Of importance to Misties, it’s rumored that Clu Gulager appeared in Touch of Satan (1971)— which was MST3K 908. Mike Nelson puts Crow (now played by Bill Corbett) on “Clu Gulager alert,” after not seeing his name in the opening credits. Crow looks for him quickly, but can’t find him. Gulager never appears in the MST3K episode, and I refuse to watch the original. Without Mike & the bots wisecracking– it’s unwatchable.

MST3K season’s 8-10 are Sci-Fi channel-era, and not favorites for hardcore Misties. As stated already, it’s impossible to replace Trace Beaulieu. Season 7 was only 6 episodes, as BBI ran into internal conflicts, as well as the Hollywood industry machine, when they made MST3K: the Movie (1996). This movie riffed This Island Earth (1955), and was only made after an endless series of creative compromises were forced upon BBI.
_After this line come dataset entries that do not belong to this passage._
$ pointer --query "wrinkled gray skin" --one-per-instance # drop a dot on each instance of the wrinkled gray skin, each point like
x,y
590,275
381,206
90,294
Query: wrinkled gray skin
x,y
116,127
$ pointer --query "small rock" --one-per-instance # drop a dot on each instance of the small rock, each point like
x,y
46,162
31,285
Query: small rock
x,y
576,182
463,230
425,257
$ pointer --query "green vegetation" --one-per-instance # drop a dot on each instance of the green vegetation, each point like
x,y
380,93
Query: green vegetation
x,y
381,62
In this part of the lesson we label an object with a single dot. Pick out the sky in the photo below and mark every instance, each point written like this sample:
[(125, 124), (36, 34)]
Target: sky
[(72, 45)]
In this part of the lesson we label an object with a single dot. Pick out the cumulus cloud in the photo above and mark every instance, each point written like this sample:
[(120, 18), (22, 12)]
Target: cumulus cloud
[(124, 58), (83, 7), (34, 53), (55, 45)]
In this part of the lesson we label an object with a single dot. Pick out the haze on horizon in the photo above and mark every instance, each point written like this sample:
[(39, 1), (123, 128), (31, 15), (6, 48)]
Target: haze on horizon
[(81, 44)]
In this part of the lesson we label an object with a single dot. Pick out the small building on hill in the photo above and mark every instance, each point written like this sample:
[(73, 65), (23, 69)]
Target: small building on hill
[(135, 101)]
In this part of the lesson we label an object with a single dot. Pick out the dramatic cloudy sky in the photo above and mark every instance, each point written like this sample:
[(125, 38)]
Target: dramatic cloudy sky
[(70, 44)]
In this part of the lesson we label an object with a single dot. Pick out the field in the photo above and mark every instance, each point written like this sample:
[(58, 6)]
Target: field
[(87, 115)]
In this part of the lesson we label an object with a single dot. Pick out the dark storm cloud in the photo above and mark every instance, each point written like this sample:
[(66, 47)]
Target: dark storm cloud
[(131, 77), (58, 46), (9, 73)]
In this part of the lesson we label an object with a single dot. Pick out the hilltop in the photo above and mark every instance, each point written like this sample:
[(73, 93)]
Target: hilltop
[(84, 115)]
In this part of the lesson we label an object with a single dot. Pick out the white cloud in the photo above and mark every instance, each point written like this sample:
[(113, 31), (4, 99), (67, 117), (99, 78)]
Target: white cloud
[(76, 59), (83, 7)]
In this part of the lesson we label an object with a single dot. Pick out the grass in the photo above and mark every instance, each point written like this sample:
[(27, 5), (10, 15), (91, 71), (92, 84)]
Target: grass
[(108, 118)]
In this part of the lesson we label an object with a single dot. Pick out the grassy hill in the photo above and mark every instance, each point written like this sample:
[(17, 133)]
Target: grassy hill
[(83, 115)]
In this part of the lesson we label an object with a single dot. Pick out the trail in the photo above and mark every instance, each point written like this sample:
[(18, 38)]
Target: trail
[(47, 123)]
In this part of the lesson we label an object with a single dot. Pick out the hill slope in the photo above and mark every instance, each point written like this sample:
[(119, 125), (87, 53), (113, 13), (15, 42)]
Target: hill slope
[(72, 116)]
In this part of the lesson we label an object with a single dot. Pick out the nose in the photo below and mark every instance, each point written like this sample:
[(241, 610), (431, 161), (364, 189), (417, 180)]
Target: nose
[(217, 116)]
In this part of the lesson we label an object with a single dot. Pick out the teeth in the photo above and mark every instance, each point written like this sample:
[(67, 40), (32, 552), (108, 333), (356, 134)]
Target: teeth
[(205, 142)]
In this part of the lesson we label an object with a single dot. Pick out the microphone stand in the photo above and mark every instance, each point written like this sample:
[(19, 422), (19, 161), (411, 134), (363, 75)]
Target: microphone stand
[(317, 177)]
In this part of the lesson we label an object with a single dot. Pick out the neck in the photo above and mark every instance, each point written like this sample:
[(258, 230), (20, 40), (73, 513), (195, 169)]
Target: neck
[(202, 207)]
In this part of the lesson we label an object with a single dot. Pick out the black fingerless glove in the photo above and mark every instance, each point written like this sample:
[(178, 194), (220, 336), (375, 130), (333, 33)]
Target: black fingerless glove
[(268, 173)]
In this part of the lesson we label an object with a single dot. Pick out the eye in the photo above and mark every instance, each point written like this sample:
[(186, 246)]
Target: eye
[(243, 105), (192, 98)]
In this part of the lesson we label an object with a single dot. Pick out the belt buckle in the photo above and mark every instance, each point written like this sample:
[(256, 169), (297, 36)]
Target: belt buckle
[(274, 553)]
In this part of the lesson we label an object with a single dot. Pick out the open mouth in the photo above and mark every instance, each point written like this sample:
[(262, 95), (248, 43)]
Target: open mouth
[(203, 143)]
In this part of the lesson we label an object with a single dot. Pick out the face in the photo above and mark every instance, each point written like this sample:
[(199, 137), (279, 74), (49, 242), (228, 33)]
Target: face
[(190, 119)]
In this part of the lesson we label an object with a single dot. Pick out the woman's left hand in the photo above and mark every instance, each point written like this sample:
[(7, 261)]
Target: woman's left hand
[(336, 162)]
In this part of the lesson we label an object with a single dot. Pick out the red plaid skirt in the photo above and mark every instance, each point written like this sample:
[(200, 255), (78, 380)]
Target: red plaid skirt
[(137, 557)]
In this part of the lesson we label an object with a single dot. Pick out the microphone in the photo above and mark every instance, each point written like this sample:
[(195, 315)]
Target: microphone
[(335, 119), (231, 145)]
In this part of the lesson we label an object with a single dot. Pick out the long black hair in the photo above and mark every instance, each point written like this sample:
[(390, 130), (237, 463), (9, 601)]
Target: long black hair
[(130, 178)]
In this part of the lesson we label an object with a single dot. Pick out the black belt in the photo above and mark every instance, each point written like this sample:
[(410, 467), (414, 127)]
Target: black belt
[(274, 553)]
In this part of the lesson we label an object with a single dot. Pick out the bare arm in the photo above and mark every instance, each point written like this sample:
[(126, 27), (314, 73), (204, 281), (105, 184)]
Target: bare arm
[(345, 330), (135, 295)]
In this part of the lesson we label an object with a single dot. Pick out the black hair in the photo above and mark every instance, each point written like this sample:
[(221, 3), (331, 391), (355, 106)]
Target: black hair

Produced by Gramercy Pictures, an art-house division in action, horror and sci-fi for Universal ; MST3K: the Movie got very little distribution, and had a limited run in select theaters. During that same period, Grammercy was heavily promoting Barb Wire (1996), the Pamela Anderson siliconed jigglefest. According to Wikipedia, Barb Wire cost $9M to make, and grossed $3.8M at the box, making it a stiff [!] which quickly went to video.

MST3K: The Movie is cited to have grossed $1M, with no estimate on it’s cost to make. It surely didn’t lose money for the studio, as BBI didn’t get paid. They make this clear in their season 7 sketch of Crow’s “Earth vs. Soup”– Ep. 704: The Incredible Melting Man. The host segments in Ep. 704 acidly paints a picture of the “negotiations & creative discussions” with Hollywood sleazeballs.

In conclusion, Clu Gulager like MST3K— are talents who have faced immense challenges, and deserve a wider appreciation for their artistry. Take the time to appreciate them on their birthday, and any other day.